$3,465.   What the average US family spent on ‘food in the home.’
$2,149.   What a family saved by growing their own produce – in Maine.

And those are 2009 numbers, before energy prices started to climb.

If this syllogism is true . . .

If produce is cultivated with machinery then transported 1,500 miles, average, from where it’s grown to the grocery store;
And if most of America’s farm machinery and transportation runs on oil;
Therefore if oil prices rise, as predicted, food prices will rise.

Kitchen Gardener savings. . . does this mean our family can save money by growing some of our own food? Our accountant would say no. Even if oil quintupled in price, a cabbage from our home or community garden will still be more expensive than one shipped from a mechanized North Carolina farm. That’s because, while there’s lots of energy cost in the industrial cabbage, there’s even more labor cost in our backyard cabbage

But most of us have labor to spare. The average American, remember, watches over 4 hours of TV a day. What we may not have is cash, particularly when an oil price hike has slowed the US economy.

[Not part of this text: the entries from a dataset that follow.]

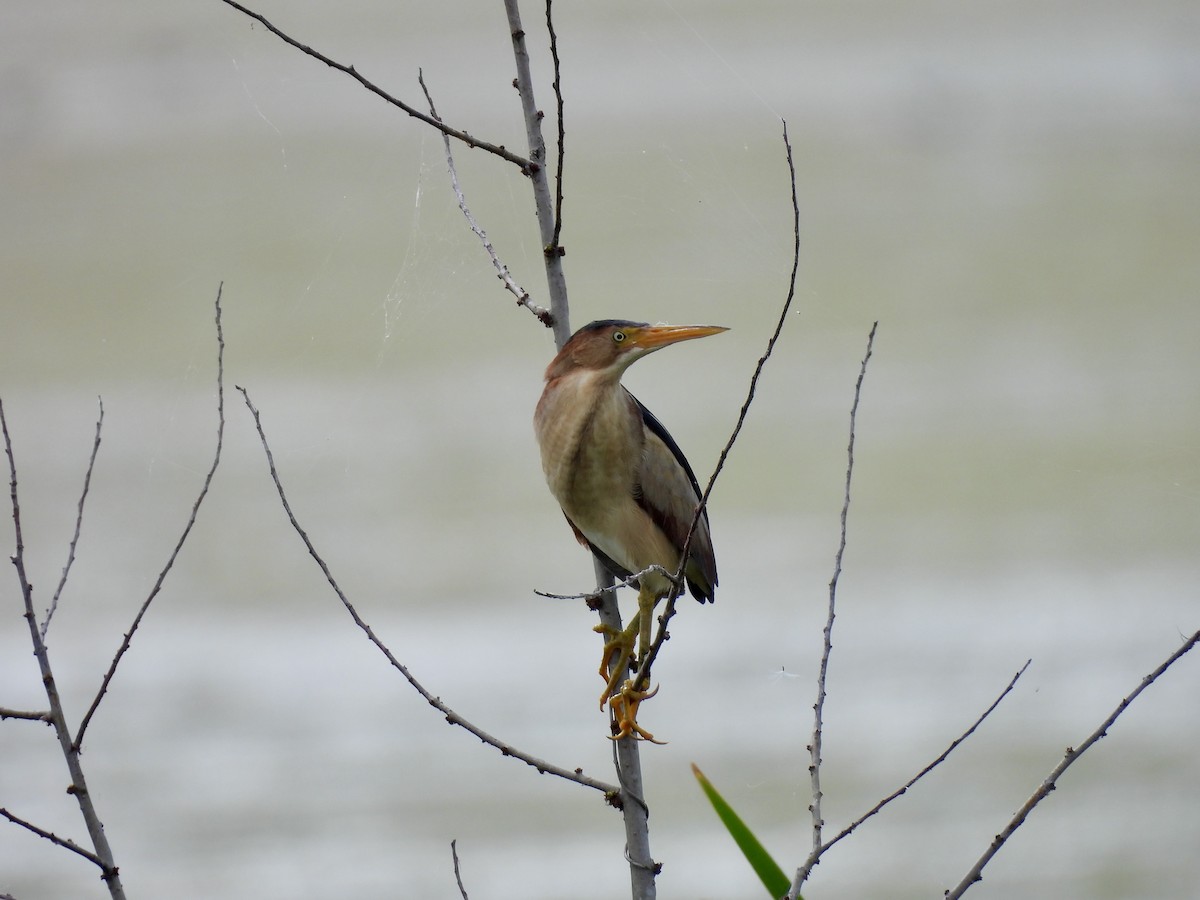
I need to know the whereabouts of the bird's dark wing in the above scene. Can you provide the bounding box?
[629,391,718,602]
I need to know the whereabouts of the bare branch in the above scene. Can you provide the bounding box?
[0,291,224,897]
[0,807,106,869]
[417,70,551,327]
[492,0,659,888]
[945,629,1200,899]
[2,400,126,897]
[633,118,803,692]
[504,0,570,347]
[805,320,877,858]
[450,840,471,900]
[0,707,52,723]
[217,0,536,173]
[791,660,1031,892]
[75,287,226,749]
[501,2,655,890]
[41,397,104,638]
[545,0,566,251]
[236,385,618,798]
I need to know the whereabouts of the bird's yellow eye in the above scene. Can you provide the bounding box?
[613,331,626,343]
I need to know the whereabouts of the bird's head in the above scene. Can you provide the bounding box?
[546,319,728,382]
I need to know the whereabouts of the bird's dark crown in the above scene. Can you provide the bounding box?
[574,319,649,337]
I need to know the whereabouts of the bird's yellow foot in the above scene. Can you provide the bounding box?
[609,679,664,743]
[594,608,665,742]
[593,617,640,709]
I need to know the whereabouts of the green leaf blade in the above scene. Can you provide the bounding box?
[692,763,795,899]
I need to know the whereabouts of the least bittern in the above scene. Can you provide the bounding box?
[534,320,725,740]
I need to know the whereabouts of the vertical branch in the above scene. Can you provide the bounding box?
[504,0,571,348]
[1,399,126,900]
[450,839,471,899]
[504,2,652,896]
[544,0,566,251]
[609,714,657,895]
[794,321,877,900]
[595,557,657,899]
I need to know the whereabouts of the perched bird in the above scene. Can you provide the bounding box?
[534,319,727,740]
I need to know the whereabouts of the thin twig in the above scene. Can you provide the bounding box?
[945,630,1200,899]
[805,321,877,859]
[75,287,226,750]
[41,397,104,638]
[791,660,1031,891]
[217,0,535,173]
[0,807,106,869]
[534,563,674,601]
[236,385,618,798]
[417,70,551,327]
[633,118,803,690]
[545,0,566,251]
[450,840,471,900]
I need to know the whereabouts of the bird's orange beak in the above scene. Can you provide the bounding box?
[629,324,729,350]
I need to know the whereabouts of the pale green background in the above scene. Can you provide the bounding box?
[1,2,1198,898]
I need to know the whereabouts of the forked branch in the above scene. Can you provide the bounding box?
[1,287,226,899]
[790,659,1030,894]
[2,403,125,898]
[75,288,227,749]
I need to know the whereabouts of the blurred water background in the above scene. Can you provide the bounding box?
[1,2,1198,898]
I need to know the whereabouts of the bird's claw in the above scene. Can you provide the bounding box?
[594,613,664,742]
[608,679,664,743]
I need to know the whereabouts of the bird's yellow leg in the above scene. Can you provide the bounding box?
[635,582,657,660]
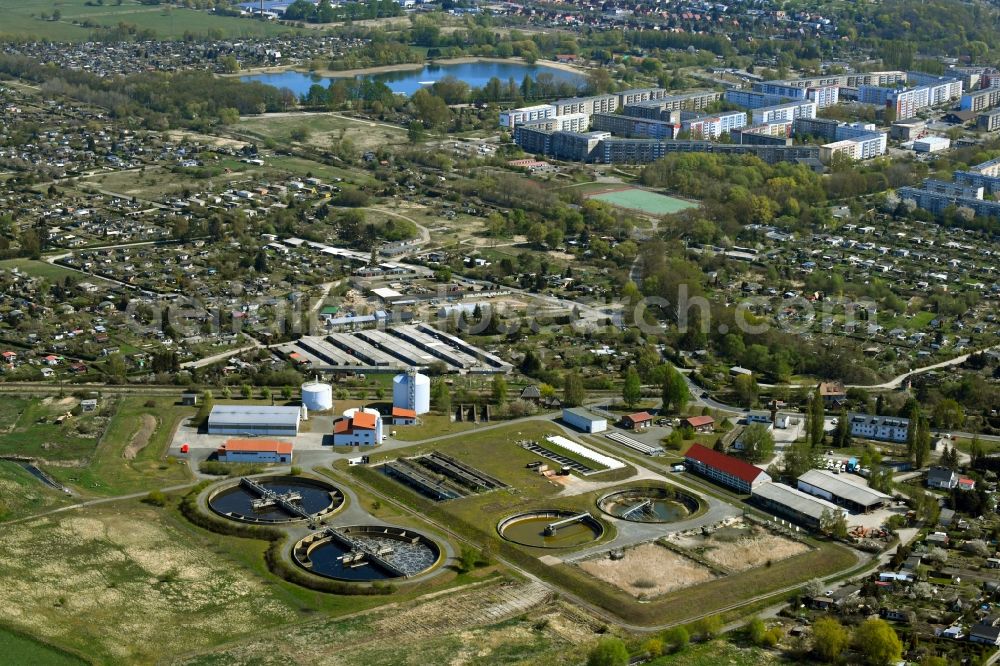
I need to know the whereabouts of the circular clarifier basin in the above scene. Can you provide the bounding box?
[294,526,440,581]
[498,510,604,549]
[597,486,700,523]
[208,475,344,524]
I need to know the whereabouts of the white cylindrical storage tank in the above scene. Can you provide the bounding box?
[301,381,334,412]
[343,406,380,419]
[393,372,430,415]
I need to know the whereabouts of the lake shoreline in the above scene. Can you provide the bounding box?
[232,56,589,80]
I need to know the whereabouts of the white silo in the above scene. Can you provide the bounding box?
[301,380,334,412]
[393,369,430,415]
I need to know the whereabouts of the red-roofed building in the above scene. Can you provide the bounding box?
[682,415,716,432]
[333,408,383,447]
[621,411,653,430]
[684,443,770,493]
[391,406,417,426]
[216,438,293,463]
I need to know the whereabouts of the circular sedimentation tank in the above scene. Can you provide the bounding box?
[208,475,344,524]
[597,486,701,524]
[294,525,441,581]
[498,510,605,549]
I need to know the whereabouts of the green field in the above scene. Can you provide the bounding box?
[0,397,108,462]
[0,0,298,41]
[0,626,86,666]
[0,259,90,283]
[44,396,195,496]
[236,113,407,154]
[588,187,699,215]
[0,460,73,522]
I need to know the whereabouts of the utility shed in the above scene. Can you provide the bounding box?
[562,407,607,433]
[207,405,301,437]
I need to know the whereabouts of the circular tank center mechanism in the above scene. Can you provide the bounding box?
[598,487,700,523]
[208,475,344,524]
[498,510,605,548]
[294,526,440,581]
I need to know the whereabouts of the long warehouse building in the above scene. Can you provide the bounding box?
[752,481,847,530]
[797,469,891,513]
[207,405,302,437]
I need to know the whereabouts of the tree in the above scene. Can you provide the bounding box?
[784,438,818,478]
[586,637,629,666]
[914,415,931,469]
[832,407,851,448]
[661,364,689,414]
[852,618,902,666]
[261,387,271,402]
[431,379,451,414]
[733,374,758,408]
[407,120,426,144]
[281,386,293,401]
[809,387,825,448]
[622,367,642,409]
[563,371,586,407]
[932,399,963,430]
[240,384,252,399]
[746,617,767,646]
[693,614,723,640]
[457,546,478,573]
[106,352,127,381]
[740,423,775,463]
[812,617,849,662]
[662,626,689,652]
[820,508,848,539]
[491,375,508,405]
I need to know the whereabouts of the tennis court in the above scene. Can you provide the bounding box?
[588,187,698,215]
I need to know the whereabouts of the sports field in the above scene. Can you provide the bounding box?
[587,186,698,215]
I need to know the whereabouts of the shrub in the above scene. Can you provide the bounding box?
[143,490,168,507]
[662,626,689,653]
[586,637,629,666]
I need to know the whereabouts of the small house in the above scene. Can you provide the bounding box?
[682,415,716,433]
[621,412,653,430]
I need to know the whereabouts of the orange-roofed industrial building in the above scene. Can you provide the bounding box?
[332,408,383,447]
[216,438,293,464]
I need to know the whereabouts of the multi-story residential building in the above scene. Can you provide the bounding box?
[848,414,910,443]
[548,131,610,161]
[499,104,555,128]
[793,116,840,141]
[961,87,1000,112]
[621,90,722,119]
[724,89,789,109]
[898,181,1000,217]
[954,169,1000,193]
[860,75,962,118]
[752,100,817,125]
[732,122,794,145]
[820,132,887,162]
[681,110,747,139]
[518,113,589,133]
[551,94,619,117]
[590,113,678,140]
[614,87,668,107]
[976,108,1000,131]
[970,155,1000,176]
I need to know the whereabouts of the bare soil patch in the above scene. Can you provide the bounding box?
[578,543,717,598]
[669,521,809,572]
[123,414,157,461]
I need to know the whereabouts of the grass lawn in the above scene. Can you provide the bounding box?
[391,414,477,441]
[0,397,108,462]
[0,626,86,666]
[587,187,699,215]
[237,113,407,154]
[0,460,73,522]
[44,396,195,496]
[648,639,778,666]
[905,311,936,330]
[0,0,298,41]
[0,258,90,283]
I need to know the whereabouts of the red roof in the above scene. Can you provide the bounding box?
[625,411,653,423]
[333,419,349,434]
[684,443,765,484]
[352,411,378,429]
[392,407,417,418]
[684,415,715,428]
[220,438,293,454]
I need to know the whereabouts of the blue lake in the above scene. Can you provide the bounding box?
[242,60,586,96]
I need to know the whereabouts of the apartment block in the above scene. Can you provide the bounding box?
[681,110,747,139]
[961,87,1000,112]
[977,108,1000,131]
[723,89,789,109]
[499,104,555,128]
[590,113,678,140]
[751,100,817,125]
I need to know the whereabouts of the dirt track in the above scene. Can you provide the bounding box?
[578,543,717,598]
[123,414,157,461]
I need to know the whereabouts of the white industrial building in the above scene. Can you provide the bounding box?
[913,136,950,153]
[562,407,607,433]
[752,482,848,530]
[797,469,892,513]
[206,405,301,437]
[848,414,910,443]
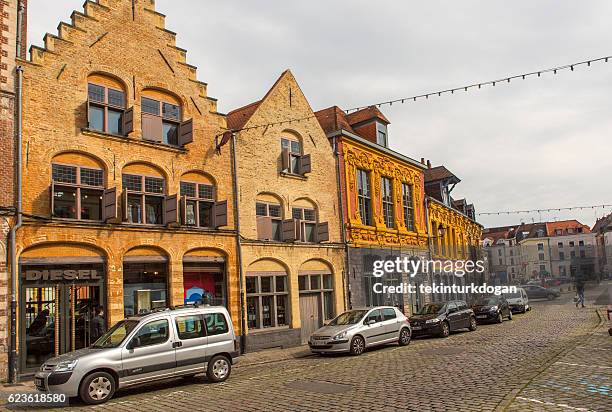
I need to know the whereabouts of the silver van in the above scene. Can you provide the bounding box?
[505,288,530,313]
[34,305,239,405]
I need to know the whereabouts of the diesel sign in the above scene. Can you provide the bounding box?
[24,269,102,281]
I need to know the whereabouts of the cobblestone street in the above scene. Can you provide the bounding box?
[2,282,610,412]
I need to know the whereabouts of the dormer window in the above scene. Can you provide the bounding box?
[376,122,388,147]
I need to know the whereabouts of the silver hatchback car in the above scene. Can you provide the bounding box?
[34,305,239,405]
[309,306,411,355]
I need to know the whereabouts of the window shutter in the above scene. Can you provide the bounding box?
[50,182,56,218]
[102,187,118,222]
[281,148,290,172]
[180,195,187,225]
[178,119,193,146]
[316,221,330,242]
[281,219,299,242]
[299,154,312,175]
[121,190,129,221]
[257,216,273,240]
[164,194,179,226]
[213,200,228,228]
[141,113,163,142]
[123,107,134,135]
[86,99,91,129]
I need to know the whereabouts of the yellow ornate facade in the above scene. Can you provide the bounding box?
[428,199,483,259]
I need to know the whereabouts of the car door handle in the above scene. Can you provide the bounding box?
[172,341,182,348]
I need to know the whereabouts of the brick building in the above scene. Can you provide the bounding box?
[13,0,239,375]
[1,0,27,381]
[227,71,345,350]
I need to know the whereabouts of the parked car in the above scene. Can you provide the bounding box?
[35,305,239,405]
[309,306,411,356]
[522,284,560,300]
[472,295,512,323]
[504,288,530,313]
[409,300,477,338]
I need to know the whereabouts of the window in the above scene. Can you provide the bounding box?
[246,274,288,329]
[365,309,382,323]
[571,251,576,258]
[299,273,335,320]
[376,123,388,147]
[537,243,544,251]
[579,250,586,258]
[88,82,126,135]
[175,315,206,340]
[141,96,181,145]
[123,262,168,316]
[181,181,214,227]
[281,138,302,174]
[122,174,165,225]
[569,241,575,247]
[558,242,563,248]
[578,240,584,247]
[204,313,229,336]
[256,202,282,241]
[131,319,169,347]
[402,183,415,231]
[559,252,565,261]
[498,258,503,265]
[292,207,317,242]
[510,258,514,265]
[382,308,396,321]
[539,265,546,273]
[52,164,104,220]
[357,169,372,226]
[510,250,514,256]
[381,176,394,228]
[539,253,545,261]
[498,249,502,256]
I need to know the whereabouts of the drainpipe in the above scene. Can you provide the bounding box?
[229,133,246,354]
[424,196,433,306]
[9,65,24,383]
[332,136,350,310]
[15,1,25,59]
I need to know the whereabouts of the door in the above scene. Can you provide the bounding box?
[361,309,385,345]
[446,302,461,331]
[299,294,322,344]
[381,308,401,340]
[173,314,208,375]
[23,287,58,370]
[120,317,176,385]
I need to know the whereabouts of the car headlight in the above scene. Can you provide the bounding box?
[489,306,498,312]
[54,360,78,372]
[425,318,440,324]
[332,331,348,340]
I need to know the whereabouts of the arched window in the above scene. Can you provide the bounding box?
[87,73,128,135]
[51,153,114,222]
[180,172,217,228]
[292,198,318,243]
[256,193,283,241]
[122,163,166,225]
[280,132,310,176]
[141,89,192,147]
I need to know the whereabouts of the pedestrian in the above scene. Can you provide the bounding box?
[575,278,585,308]
[91,306,106,342]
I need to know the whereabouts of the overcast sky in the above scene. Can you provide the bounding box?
[27,0,612,229]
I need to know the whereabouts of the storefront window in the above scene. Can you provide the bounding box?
[246,274,289,329]
[183,262,226,306]
[123,262,168,316]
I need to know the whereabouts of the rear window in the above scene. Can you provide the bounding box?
[205,313,229,336]
[175,315,207,340]
[382,308,396,320]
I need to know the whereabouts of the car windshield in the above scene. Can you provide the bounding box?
[329,310,368,326]
[475,297,499,306]
[417,303,446,315]
[91,319,139,348]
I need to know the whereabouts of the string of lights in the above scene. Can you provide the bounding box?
[477,204,612,216]
[219,54,612,137]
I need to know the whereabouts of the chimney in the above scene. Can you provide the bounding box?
[420,157,425,164]
[426,160,431,168]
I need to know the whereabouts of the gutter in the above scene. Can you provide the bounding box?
[9,65,24,383]
[230,133,247,354]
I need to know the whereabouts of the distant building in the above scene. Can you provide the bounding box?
[593,213,612,278]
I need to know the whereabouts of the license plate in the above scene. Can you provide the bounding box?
[311,340,326,346]
[477,315,488,319]
[35,377,43,387]
[412,326,422,330]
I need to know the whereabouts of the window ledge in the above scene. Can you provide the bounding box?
[248,326,291,334]
[82,128,187,153]
[280,171,307,181]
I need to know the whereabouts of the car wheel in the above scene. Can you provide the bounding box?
[206,355,232,383]
[350,335,365,356]
[79,371,116,405]
[547,294,555,300]
[439,321,450,338]
[468,316,477,331]
[508,310,513,321]
[399,328,411,346]
[521,305,527,314]
[497,312,503,323]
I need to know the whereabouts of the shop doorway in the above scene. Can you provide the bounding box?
[21,277,105,373]
[299,294,322,344]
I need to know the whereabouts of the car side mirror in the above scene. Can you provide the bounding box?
[366,319,376,325]
[127,336,141,350]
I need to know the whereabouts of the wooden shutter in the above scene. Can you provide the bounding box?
[86,99,91,129]
[257,216,273,240]
[299,154,312,175]
[102,187,118,222]
[316,221,330,243]
[141,113,163,142]
[281,219,299,242]
[178,119,193,146]
[213,200,228,228]
[123,107,134,136]
[180,195,187,225]
[121,190,129,221]
[164,194,179,226]
[281,148,290,172]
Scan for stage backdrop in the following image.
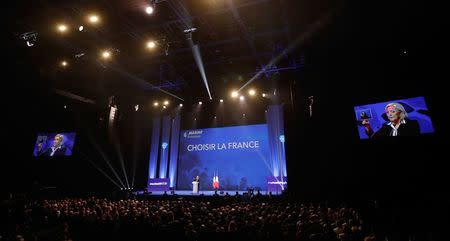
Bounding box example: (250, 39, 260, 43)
(177, 124, 272, 191)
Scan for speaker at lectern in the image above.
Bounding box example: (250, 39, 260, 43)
(192, 176, 200, 194)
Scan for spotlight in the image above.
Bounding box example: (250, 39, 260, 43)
(231, 91, 238, 98)
(60, 60, 68, 67)
(262, 93, 266, 97)
(163, 106, 166, 109)
(239, 96, 245, 101)
(179, 103, 183, 107)
(146, 41, 156, 49)
(199, 101, 202, 105)
(163, 100, 169, 105)
(79, 26, 84, 31)
(154, 102, 159, 107)
(220, 99, 224, 103)
(145, 5, 154, 15)
(64, 105, 67, 109)
(57, 24, 68, 33)
(134, 105, 139, 111)
(89, 15, 99, 23)
(102, 50, 111, 59)
(214, 116, 217, 118)
(248, 89, 256, 96)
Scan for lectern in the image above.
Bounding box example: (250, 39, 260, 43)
(192, 181, 199, 194)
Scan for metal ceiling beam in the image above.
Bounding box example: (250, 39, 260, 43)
(109, 0, 273, 39)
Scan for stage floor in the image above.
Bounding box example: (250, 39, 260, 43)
(134, 190, 282, 196)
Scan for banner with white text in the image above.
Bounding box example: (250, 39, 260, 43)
(177, 124, 272, 191)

And in cash terms, vegetable gardens can be big winners. Roger Doiron, the editor of Kitchen Gardeners, and his wife saved $2,149.15 at grocery store prices one year by producing 834 pounds of produce in their backyard. And that’s in the era of low energy prices.

And what about Roger and Jacqueline’s labor costs? “The cost of our labor is not included,” Roger says, “because we enjoy gardening and the physical work involved. If I am to include my labor costs, I feel I should also include the gym membership fees, country club dues, or doctors’ bills I didn’t have.”